Das Bild gehört zum Alltag? In der Straßenbahn sitzen Kleinkinder im Kinderwagen, die nahezu hypnotisiert auf einen Bildschirm starren. Dadurch verschaffen sich Eltern ein wenig Ruhe in ihrem stressigen Alltag. Die Knirpse sind beschäftigt, sie kreischen und weinen nicht. Dieses digitale Idyll hat schwerwiegende Folgen für die Entwicklung des Kindes. Mit den möglichen Konsequenzen wie Übergewicht und Sehverschlechterung sind die meisten vertraut. Doch es gibt mehr.
Kleinkinder, die oft mit dem Tablet spielen oder vor dem Fernseher hocken, verbringen viel Zeit drinnen. Sie gehen nicht oft genug nach draußen. Wenn den Kleinen die tägliche Portion an frischer Luft fehlt, wird ihr Immunsystem geschwächt. Sie werden anfälliger für zahlreiche Krankheiten.

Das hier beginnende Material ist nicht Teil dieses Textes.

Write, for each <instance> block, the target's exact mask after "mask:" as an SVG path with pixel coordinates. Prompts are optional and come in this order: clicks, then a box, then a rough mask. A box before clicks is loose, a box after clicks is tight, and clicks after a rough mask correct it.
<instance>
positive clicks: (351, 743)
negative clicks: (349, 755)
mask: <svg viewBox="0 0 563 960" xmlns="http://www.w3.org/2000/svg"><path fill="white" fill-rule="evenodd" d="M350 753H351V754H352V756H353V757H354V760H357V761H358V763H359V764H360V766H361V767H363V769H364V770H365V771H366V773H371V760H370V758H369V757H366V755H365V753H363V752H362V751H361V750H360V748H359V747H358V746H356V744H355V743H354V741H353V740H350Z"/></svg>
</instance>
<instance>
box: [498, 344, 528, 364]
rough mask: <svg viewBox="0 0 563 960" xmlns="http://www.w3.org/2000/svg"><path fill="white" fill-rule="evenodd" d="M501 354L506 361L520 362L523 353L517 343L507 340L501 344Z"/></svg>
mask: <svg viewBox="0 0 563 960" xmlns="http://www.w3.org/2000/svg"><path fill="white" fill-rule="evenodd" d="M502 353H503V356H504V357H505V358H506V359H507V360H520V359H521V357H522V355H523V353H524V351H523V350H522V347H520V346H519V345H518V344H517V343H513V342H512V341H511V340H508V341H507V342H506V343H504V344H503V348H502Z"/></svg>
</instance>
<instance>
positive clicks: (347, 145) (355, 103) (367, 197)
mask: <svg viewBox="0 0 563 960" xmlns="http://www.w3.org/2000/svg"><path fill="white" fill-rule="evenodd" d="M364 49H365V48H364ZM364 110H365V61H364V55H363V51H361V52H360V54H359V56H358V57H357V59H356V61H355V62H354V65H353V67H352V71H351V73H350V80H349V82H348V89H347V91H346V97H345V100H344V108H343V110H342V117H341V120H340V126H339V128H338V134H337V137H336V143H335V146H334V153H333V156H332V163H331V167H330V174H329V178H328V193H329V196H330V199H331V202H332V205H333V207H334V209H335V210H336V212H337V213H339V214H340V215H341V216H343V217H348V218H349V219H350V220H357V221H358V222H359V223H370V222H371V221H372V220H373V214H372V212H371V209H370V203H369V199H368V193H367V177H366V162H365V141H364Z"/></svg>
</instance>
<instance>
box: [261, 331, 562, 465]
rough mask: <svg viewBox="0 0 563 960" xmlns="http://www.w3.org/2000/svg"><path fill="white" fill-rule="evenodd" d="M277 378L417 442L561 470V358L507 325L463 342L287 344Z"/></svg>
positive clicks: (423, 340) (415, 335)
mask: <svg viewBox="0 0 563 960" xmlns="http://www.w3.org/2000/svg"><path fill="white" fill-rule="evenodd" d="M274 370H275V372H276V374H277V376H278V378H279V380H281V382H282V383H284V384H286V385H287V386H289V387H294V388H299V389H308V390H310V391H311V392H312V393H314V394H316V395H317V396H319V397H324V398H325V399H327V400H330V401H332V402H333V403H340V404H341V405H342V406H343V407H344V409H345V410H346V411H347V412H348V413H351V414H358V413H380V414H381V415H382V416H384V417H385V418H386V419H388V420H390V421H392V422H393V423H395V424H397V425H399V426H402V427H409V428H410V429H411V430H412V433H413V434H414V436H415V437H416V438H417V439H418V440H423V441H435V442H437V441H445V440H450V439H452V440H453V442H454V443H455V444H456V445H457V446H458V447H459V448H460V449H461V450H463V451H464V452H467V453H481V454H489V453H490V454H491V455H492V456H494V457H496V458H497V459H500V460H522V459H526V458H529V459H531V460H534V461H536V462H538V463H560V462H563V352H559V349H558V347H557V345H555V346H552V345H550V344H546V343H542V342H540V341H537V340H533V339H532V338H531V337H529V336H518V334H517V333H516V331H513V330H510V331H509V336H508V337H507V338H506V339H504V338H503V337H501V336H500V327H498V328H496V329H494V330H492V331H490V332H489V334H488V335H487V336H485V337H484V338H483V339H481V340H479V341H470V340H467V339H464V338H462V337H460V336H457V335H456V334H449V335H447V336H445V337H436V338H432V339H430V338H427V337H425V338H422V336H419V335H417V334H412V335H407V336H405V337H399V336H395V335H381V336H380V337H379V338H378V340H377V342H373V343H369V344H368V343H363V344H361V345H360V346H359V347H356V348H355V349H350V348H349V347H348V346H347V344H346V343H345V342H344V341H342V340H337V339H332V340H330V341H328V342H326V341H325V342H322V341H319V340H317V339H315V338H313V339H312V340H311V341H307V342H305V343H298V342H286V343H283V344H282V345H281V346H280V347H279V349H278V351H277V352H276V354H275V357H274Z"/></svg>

Ein Vitamin-D-Mangel kann ebenfalls auftreten.
Außerdem fördern iPads die motorischen und sozialen Fähigkeiten nicht genug, wodurch diese eingeschränkt werden. Vielen Muskeln fehlt die Aktivität, wenn sich ausschließlich die Finger über den Bildschirm bewegen. Bei greifbarem Spielzeugen sind weit mehr Muskeln gefordert. Auch haben iPad-Kinder wenig Interesse, sich motorische Fähigkeiten wie Radfahren und Schwimmen anzueignen. Eine erhöhte Bildschirmzeit kann zu einer verringerten Interaktion mit Eltern und Gleichaltrigen führen, was besonders in jungen Jahren wichtig für ihre soziale Entwicklung ist.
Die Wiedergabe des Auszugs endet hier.